Dans cet amas où disparaissent les personnes et leur douleur, les perroquets enrubannés de LREM viennent nous expliquer que le gouvernement ne fait qu’appliquer le programme d’Emmanuel Macron et qu’eux votent les lois idoines pour son application. Mais ils ont oublié que le parti majoritaire à l’Assemblée nationale n’a pas été élu par la majorité des Français et ils sont incapables aujourd’hui de comprendre que les abstentionnistes d’hier se font entendre aujourd’hui parce qu’une politique qui ne repose que sur la quantification, qui plus est seulement économique, oublie que la politique s’adresse à des Femmes et des Hommes de chair et de sang.
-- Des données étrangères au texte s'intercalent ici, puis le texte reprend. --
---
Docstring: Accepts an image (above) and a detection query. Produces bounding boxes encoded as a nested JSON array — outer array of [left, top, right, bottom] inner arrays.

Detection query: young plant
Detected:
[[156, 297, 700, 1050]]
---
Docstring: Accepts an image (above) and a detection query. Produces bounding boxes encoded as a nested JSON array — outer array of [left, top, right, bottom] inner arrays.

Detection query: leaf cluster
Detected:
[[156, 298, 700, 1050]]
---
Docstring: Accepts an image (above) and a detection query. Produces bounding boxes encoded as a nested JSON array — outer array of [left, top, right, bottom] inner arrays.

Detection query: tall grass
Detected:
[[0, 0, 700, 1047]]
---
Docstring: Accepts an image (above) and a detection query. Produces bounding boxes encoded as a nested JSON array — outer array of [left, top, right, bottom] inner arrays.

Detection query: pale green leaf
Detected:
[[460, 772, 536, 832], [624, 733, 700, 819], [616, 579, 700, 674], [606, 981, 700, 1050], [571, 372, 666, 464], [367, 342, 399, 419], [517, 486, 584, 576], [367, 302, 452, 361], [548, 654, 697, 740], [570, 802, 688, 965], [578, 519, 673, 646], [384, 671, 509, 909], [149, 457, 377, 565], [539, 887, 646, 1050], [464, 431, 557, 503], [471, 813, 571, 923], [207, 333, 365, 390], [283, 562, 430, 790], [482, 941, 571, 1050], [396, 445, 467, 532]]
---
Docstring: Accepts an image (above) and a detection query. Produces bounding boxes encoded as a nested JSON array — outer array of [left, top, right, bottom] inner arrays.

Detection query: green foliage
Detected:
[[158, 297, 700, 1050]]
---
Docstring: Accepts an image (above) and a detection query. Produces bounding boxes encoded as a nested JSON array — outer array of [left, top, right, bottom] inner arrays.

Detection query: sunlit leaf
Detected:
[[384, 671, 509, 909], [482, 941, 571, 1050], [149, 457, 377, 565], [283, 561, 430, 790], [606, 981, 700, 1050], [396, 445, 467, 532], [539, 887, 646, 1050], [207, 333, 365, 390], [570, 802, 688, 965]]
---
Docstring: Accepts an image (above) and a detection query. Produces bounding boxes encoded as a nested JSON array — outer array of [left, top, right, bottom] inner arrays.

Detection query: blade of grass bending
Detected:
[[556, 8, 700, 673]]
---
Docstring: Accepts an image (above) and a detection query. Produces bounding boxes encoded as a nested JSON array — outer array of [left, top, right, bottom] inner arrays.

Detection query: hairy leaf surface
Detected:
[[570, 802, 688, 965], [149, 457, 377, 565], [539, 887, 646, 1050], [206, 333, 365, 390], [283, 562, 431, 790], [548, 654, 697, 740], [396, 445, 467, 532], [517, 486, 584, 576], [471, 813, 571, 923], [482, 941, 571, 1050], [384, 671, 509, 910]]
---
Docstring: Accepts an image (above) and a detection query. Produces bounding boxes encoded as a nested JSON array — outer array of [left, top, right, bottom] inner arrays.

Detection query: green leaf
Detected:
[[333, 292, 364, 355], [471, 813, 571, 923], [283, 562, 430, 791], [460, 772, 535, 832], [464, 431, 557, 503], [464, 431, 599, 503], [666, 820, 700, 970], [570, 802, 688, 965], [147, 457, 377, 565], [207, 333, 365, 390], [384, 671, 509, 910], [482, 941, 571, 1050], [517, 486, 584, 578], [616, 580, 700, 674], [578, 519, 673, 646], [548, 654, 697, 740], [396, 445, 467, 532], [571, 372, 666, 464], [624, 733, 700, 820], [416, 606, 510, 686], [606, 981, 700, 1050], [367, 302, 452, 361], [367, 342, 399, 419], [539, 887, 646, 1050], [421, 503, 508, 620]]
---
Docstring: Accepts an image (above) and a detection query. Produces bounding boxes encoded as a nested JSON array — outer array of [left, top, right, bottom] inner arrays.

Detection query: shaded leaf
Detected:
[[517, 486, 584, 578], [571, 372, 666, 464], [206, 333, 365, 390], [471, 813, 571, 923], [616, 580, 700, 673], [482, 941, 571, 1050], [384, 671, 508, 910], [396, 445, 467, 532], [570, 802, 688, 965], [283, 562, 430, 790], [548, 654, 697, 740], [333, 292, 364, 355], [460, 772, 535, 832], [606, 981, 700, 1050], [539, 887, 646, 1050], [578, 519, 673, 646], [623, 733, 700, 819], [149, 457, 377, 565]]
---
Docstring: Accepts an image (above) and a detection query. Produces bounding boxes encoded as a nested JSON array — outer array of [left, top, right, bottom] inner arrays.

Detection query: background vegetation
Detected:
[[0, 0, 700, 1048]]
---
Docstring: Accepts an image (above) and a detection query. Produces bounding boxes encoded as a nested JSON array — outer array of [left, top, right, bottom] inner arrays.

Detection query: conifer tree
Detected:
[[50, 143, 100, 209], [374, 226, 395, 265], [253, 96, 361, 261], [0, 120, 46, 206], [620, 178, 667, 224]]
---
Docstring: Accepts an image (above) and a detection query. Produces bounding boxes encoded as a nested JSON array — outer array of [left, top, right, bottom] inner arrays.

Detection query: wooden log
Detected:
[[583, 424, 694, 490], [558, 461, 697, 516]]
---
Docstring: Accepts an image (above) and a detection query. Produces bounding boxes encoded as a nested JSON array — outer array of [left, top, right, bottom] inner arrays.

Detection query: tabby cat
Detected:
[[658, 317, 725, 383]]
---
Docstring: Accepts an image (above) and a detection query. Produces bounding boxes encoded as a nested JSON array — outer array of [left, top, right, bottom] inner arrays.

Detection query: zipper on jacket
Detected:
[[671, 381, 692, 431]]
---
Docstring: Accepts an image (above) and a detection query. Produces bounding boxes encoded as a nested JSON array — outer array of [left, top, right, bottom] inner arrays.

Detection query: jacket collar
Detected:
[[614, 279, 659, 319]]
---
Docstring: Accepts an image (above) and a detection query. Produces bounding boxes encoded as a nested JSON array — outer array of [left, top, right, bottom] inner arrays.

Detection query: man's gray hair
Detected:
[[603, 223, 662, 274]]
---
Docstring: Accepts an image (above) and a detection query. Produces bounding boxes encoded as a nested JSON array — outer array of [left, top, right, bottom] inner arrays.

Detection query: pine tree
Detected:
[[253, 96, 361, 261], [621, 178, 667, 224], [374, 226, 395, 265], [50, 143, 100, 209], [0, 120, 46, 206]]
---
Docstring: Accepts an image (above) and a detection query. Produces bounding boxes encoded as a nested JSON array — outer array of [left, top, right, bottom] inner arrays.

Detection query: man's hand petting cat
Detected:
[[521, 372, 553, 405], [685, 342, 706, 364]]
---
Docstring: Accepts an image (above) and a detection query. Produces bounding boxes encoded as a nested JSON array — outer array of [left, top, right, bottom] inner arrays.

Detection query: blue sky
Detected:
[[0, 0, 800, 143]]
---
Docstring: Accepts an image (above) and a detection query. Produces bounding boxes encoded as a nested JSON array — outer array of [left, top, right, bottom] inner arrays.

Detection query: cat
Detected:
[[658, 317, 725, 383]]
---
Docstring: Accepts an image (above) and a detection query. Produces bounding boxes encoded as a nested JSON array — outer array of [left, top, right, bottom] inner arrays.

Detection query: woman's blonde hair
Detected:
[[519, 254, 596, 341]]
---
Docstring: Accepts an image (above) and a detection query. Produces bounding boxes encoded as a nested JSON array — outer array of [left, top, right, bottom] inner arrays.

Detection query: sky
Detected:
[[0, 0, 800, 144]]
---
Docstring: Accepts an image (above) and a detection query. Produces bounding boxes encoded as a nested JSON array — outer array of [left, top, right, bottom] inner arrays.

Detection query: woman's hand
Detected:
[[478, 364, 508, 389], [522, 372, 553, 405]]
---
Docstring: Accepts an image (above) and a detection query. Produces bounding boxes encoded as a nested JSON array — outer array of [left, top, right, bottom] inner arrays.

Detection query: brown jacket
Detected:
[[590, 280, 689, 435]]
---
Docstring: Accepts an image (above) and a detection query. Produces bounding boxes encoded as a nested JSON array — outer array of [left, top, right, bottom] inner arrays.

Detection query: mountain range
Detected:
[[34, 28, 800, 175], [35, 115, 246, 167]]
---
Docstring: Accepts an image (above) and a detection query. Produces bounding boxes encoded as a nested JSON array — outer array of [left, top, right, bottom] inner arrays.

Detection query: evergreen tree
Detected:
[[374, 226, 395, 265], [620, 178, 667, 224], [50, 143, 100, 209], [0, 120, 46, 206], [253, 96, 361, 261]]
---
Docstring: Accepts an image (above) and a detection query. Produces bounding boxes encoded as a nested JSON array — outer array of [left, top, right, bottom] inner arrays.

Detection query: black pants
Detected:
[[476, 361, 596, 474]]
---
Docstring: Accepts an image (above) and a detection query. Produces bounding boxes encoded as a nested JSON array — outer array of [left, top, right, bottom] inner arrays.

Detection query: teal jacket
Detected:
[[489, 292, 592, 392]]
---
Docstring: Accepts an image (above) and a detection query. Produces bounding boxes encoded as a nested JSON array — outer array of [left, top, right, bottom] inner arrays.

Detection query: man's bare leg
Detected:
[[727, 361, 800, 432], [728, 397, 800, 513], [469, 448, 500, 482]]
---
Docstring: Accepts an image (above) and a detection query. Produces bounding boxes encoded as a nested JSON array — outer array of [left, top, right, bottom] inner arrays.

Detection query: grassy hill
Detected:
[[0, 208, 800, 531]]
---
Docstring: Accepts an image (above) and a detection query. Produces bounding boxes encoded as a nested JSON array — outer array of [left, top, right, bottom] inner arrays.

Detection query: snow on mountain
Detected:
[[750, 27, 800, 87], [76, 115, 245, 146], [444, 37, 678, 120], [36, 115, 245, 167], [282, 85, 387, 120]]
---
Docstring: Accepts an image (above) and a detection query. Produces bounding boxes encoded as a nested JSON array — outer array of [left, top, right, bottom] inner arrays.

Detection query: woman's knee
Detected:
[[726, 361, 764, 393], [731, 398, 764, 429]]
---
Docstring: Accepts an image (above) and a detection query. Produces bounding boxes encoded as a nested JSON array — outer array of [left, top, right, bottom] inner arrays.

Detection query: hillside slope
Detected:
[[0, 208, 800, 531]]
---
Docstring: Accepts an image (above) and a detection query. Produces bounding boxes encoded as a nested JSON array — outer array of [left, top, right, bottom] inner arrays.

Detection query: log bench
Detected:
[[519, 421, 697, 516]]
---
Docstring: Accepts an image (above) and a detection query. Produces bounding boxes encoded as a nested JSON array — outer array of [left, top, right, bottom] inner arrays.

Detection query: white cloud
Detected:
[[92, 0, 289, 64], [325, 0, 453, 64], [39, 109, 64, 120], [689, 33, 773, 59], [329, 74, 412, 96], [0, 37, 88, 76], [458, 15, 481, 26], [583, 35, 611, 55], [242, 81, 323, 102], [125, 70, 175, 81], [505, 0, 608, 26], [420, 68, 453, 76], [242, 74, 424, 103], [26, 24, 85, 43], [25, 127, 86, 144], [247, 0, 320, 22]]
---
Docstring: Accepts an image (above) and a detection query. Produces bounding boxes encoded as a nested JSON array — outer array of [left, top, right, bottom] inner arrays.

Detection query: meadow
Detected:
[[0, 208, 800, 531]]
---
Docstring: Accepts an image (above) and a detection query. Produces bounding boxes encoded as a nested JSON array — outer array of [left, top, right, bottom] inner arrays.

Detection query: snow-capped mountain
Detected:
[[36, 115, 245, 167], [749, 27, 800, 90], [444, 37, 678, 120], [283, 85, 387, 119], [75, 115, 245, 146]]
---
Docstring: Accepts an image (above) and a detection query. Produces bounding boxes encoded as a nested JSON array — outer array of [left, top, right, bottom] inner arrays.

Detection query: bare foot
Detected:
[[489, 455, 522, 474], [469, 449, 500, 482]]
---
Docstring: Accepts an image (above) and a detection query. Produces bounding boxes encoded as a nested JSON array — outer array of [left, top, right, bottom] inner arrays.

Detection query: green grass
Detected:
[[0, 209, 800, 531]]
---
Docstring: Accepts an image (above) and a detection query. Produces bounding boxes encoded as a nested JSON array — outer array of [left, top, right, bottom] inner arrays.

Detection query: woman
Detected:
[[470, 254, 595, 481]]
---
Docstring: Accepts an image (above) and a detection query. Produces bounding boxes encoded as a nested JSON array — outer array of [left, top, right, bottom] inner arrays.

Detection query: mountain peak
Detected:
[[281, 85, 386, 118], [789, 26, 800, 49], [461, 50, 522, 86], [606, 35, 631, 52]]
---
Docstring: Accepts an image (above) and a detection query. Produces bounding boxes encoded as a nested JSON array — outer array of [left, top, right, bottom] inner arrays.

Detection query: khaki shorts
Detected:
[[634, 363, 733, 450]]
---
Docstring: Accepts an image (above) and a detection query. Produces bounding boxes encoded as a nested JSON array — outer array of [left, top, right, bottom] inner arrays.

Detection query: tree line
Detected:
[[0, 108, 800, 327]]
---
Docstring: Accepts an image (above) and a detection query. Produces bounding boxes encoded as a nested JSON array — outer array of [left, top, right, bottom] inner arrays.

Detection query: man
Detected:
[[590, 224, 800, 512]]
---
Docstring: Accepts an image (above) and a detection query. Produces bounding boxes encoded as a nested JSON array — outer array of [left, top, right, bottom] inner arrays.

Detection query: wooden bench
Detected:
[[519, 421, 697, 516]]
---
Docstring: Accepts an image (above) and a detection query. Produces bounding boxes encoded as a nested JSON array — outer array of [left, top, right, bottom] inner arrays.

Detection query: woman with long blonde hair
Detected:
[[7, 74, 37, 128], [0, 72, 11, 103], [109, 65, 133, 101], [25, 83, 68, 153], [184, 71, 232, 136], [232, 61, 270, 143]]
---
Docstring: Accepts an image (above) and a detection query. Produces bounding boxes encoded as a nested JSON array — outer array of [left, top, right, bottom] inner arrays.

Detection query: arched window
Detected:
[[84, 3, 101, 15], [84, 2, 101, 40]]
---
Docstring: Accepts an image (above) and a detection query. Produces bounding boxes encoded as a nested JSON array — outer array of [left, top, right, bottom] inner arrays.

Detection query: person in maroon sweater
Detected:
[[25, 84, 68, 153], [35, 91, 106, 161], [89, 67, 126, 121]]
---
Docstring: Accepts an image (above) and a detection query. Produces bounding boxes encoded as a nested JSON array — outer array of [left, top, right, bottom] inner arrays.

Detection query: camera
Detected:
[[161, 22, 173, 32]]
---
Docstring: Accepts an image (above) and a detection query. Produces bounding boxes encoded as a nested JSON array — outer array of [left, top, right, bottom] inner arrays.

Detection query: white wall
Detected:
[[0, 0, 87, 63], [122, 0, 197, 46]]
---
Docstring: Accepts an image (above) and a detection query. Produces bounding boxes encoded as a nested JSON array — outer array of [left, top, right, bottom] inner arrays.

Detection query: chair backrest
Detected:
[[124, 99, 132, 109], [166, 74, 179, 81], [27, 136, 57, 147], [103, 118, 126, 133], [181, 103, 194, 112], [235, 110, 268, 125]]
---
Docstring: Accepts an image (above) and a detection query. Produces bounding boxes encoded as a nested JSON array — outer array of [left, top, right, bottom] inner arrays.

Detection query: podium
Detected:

Quand on augmente, à des fins vraisemblablement de marketing politique, l’AAH et qu’en « même temps » on en retire le bénéfice à un nombre très important de handicapés sous prétexte que leur conjoint dispose de revenus convenables, on attente à la dignité de ces personnes outre leur « statut » conféré par l’AAH qui leur signifiait la reconnaissance sociale par une capacité à une certaine autonomie financière. Gouverner ce n’est pas appliquer un programme, gouverner c’est mesurer au jour le jour les problèmes des personnes et y répondre dans le respect de leur dignité, c’est mesurer, au-delà des statistiques et de la comptabilité, les impacts y compris symboliques qu’entraînent les décisions que l’on souhaite prendre ; faute de cette analyse systémique on s’aperçoit souvent que le traitement peut être pire que le mal. Ainsi, revenons aux taxes sur les carburants, faute d’analyse systémique on ne voit même pas qu’elles coûteront à chacun bien plus que la suppression des cotisations sociales n’apporte en augmentation du pouvoir d’achat : les charges sociales pour un salaire de 1200€ net par mois s’élèvent (ou ne s’élèvent) qu’à 14,25€ ! Cette espèce d’orgueil des « marcheurs » que de vouloir transformer seuls la société sans tenir compte des autres est une insulte faite au Peuple qui galère tous les jours et pour lequel chaque décision de la Macronie ajoute de la douleur dans la vie des gens faute d’avoir, dans une analyse systémique, mesuré tous les impacts.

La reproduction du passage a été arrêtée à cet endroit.